Ich wandte meinen Blick ab und löste mich aus der Umklammerung. "Aber jetzt gibt es erstmal etwas zu essen !" sagte ich und lief zur Essensausgabe. Dort standen wir eine gute Viertelstunde an und setzten uns danach etwas weiter entfernt auf einen herumliegenden Trümmerhaufen.

Mein Essen überließ ich den beiden, ich hatte keinen Hunger. Das Angebot bestand aus einem Becher Milch und einem Brötchen mit einer Scheibe Käse oder Wurst. Stumm aßen James und Emily zuende. Während sie die letzten Bissen hinunterschluckten, sah ich mich um.

Die Atmosphäre hatte sich verändert, es lag etwas in der Luft. So als würde jeden Moment etwas passieren. Systematisch suchte ich den Platz ab und entdeckte daraufhin mehrere Männer, die schwarz gekleidet und maskiert durch die Massen liefen. Alle trugen einen Rucksack in denen ... mehrere Bomben, ein Anschlag !
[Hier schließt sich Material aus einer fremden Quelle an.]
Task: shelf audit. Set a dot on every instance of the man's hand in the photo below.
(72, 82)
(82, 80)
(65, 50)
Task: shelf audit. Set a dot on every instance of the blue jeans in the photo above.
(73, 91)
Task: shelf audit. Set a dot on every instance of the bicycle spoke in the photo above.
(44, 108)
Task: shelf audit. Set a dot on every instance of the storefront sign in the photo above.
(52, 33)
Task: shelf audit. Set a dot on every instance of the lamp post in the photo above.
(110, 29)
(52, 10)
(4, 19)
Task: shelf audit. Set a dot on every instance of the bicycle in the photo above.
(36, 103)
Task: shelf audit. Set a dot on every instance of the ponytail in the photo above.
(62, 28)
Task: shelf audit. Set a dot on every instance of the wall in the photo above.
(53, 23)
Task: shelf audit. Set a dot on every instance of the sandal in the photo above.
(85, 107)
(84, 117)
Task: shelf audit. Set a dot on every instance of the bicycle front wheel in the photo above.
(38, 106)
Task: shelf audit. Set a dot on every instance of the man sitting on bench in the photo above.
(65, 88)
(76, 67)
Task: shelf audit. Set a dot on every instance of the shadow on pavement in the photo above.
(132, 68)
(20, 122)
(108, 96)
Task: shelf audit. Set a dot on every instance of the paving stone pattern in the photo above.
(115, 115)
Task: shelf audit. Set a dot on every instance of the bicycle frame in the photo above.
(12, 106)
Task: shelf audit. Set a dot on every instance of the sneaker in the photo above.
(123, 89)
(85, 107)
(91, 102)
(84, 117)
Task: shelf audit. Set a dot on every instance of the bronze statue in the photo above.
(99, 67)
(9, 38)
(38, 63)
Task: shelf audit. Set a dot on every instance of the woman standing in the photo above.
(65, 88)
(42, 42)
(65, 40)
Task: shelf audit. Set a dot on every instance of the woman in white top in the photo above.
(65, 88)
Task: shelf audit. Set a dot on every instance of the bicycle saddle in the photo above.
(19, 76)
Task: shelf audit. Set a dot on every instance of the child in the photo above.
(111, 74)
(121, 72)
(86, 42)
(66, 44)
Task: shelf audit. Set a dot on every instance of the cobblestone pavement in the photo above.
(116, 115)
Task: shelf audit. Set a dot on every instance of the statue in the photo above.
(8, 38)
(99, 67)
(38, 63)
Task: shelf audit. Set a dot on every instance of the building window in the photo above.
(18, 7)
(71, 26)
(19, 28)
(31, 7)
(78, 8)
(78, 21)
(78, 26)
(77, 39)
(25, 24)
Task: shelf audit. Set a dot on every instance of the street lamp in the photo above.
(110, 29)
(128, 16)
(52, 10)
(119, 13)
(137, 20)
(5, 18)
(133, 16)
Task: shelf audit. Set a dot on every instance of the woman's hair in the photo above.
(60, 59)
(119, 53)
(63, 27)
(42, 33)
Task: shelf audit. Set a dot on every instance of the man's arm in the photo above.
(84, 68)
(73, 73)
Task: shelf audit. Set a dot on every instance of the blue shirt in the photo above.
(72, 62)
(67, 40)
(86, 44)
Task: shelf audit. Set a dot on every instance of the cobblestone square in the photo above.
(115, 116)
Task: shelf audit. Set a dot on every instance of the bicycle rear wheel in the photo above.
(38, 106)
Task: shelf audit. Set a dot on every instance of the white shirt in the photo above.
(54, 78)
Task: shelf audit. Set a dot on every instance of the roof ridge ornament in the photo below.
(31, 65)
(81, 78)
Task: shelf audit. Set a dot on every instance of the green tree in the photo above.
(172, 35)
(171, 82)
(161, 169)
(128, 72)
Schnell sprang ich auf die Füße und drehte mich zu meinen Schützlingen. "Wir müssen gehen !" sagte ich hektisch und warf einen Blick zurück. "So schnell es geht !" "Was ist denn los ?" fragte Emily und sah verschreckt umher. Ein verrückter Gedanke geisterte in meinen Kopf umher. Ich konnte doch ...

Angestrengt kniff ich die Augen zusammen und konzentrierte mich auf die Männer. James und Emily zog ich dabei eng zu mir. "Macht die Augen zu !" zischte ich besorgt. Sie taten was ich ihnen sagte und vergruben ihre Gesichter in meiner Seite.

Alle Männer drückten gleichzeitig auf einen Knopf in ihrer Hand. Zeitgleich dazu ließ ich sie in die Luft schießen und drehte, die Geschwister schützend an mich gepresst, den Explosionen den Rücken zu. Mehrere Druckwellen fuhren durch die Luft. Es regnete Blut. Dann herrschte Stille.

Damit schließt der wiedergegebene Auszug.